Security and privacy
Amir is interested in building secure and privacy-preserving tools for Internet communications. Such tools can be deployed not only by dissidents and whistleblowers, but also by ordinary Internet users on a daily basis. More specifically, Amir's research assesses the security and privacy provided by existing network protocols and services, and proposes design adjustments or clean-slate architectures to retain users' security and privacy. To this end, Amir combines the development of practical systems with rigorous theoretical analysis, and incorporates techniques from various disciplines such as computer networking, cryptography, and statistical analysis. The specific problems Amir has explored in the past include Internet censorship resistance, network traffic analysis, network situational awareness, social network malware, mobile security, and multimedia information hiding. Amir's research has found flaws in popular privacy-preserving tools, and has led to the advent of novel designs to overcome these problems.
Amir Houmansadr is an Assistant Professor in the College of Information and Computer Sciences at the University of Massachusetts Amherst. He received his Ph.D. from the University of Illinois at Urbana-Champaign in August 2012. Amir was with the University of Texas at Austin as a postdoctoral scholar for two years before joining UMass in 2014. Amir has earned his B.Sc. and M.Sc. degrees from the Electrical Engineering Department of Sharif University of Technology.

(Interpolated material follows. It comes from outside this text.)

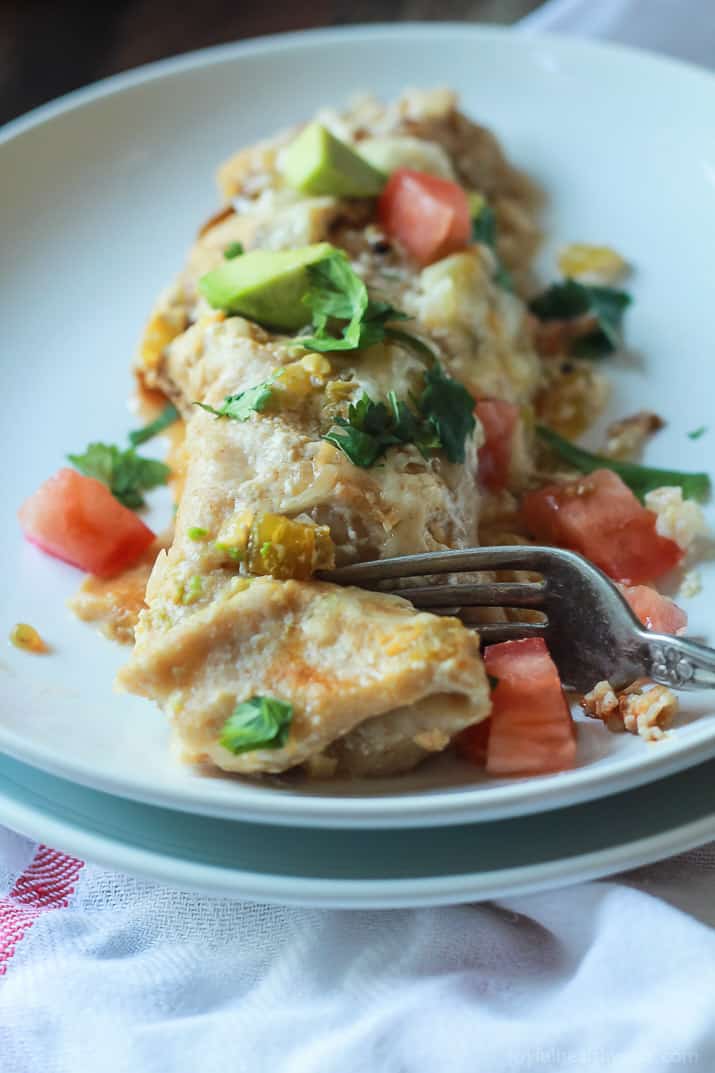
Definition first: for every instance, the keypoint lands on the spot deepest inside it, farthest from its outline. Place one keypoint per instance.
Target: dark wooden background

Amir's work has been publicized in the media through interviews, and he has received several awards for his research, including UIUC's Computer Engineering Fellowship award and the Best Practical Paper award of the IEEE Symposium on Security & Privacy (Oakland) 2013. Amir has served as a program chair, technical program committee member, and reviewer for various conferences, workshops, and journals in the area of security and privacy.